2. `write_docs_by_parts` → builds a multi‑role prompt (`BASE_PART_COMPLITE_TEXT` + optional prior part) and strips surrounding markdown fences.  
3. `gen_doc_parts` → iterates over split chunks, concatenates results, trims the tail for context reuse, and updates a `BaseProgress` sub‑task.  
4. Async equivalents use a semaphore (max 4 concurrent calls) and `await` the model.

**Data Flow**  
- *Input*: full code‑mix string, `max_symbols`, `Model`/`AsyncModel`, optional `global_info`, language tag.  
- *Output*: single assembled documentation string.  
- *Side‑effects*: progress‑bar manipulation, detailed logs (`InfoLog`) at levels 0‑2.

<a name="logging‑hierarchy"></a>
## Logging hierarchy and formatting  

`BaseLog` stores a raw message and a numeric severity. Sub‑classes (`ErrorLog`, `WarningLog`, `InfoLog`) prepend a timestamp (`[YYYY‑MM‑DD HH:MM:SS]`) and a level tag (`[ERROR]`, `[WARNING]`, `[INFO]`). The `format()` method returns the final string for output.

<a name="logger‑template‑selection"></a>
## Logger template selection  

`BaseLoggerTemplate` implements a configurable `log_level`. Its `global_log()` forwards a log entry to `log()` only when the entry’s level is ≤ the configured threshold (or when the threshold is negative, meaning “log everything”). `FileLoggerTemplate` overrides `log()` to append formatted lines to a file, while the base implementation writes to stdout.
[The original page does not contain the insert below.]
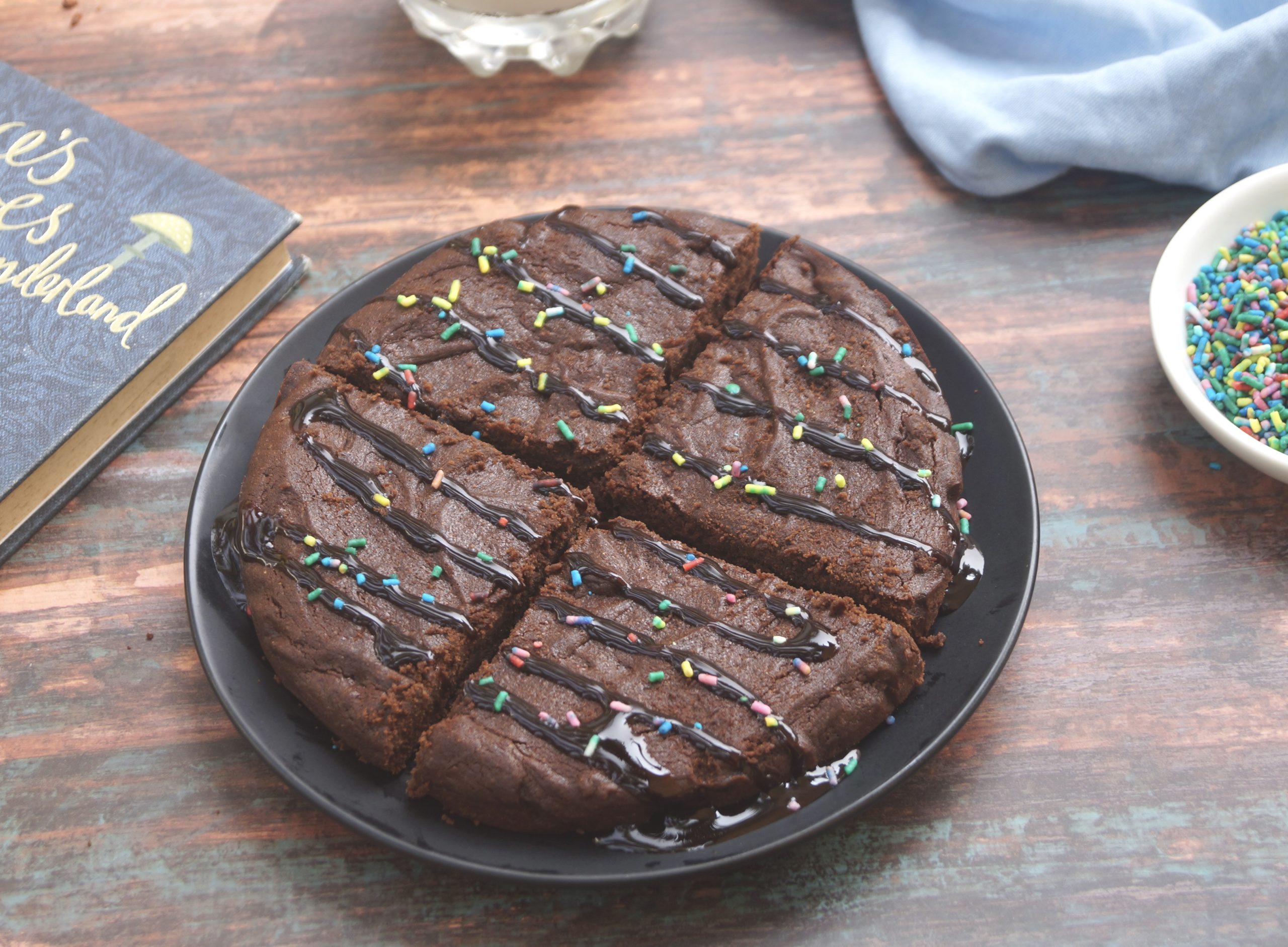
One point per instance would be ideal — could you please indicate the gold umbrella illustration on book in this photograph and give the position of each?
(169, 229)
<a name="singleton‑logger‑facade"></a>
## Singleton logger façade  

`BaseLogger.__new__` enforces a single shared instance (`BaseLogger.instance`). The façade holds a `logger_template` set via `set_logger()`. Calls to `log()` are delegated to the template’s `global_log()`, allowing the rest of the codebase to log without caring about the concrete sink.
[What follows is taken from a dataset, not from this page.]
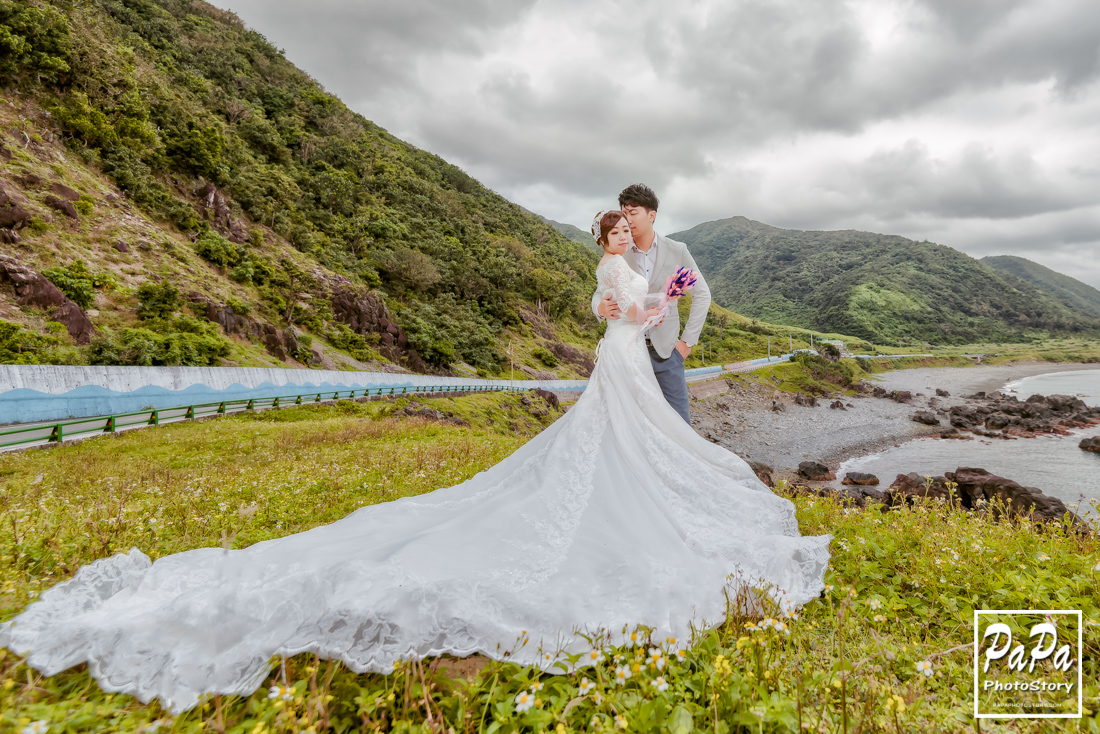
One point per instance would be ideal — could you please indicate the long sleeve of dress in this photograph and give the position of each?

<a name="progress‑abstraction"></a>
## Progress abstraction – rich vs console  

`BaseProgress` defines the public API (`create_new_subtask`, `update_task`, `remove_subtask`).  
- `LibProgress` wraps **rich.progress.Progress**, creating a base task (“General progress”) and optional sub‑tasks. `update_task()` advances the current sub‑task if present, otherwise the base task.  
- `ConsoleGtiHubProgress` mimics the same API with plain `print()` statements via `ConsoleTask`, useful when `rich` is unavailable.
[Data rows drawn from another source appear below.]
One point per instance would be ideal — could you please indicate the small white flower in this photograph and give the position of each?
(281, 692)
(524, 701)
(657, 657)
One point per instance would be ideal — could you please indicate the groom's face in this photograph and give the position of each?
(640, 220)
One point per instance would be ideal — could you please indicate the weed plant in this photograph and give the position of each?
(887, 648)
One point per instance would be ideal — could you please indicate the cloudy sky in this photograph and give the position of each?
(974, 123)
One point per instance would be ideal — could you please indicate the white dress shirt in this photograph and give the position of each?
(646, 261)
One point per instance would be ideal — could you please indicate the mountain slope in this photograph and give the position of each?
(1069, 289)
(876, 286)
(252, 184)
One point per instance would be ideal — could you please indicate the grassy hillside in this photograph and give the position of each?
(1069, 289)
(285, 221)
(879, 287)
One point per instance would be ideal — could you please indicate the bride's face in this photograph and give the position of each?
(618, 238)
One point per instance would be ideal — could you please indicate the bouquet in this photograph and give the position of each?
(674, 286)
<a name="installation‑scripts‑workflow‑generation"></a>
## Installation scripts – workflow file generation  

`install.ps1` (PowerShell) and `install.sh` (Bash) both create `.github/workflows/autodoc.yml` and `autodocconfig.yml`. They ensure the target directory exists, write a minimal GitHub Actions workflow that references the reusable workflow in the `Drag-GameStudio/ADG` repository, and inject the current project name into the config file. The scripts finish with a green‑colored success message.

<a name="project‑metadata‑pyproject‑toml"></a>
## Project metadata in **pyproject.toml**  

The `[project]` table declares the package name (`autodocgenerator`), version, description, author, license, and required Python version (`>=3.11,<4.0`). `dependencies` list all runtime libraries (e.g., `rich`, `openai`, `google‑genai`). The `[build‑system]` section pins Poetry as the build backend. This file is the single source of truth for packaging and dependency resolution.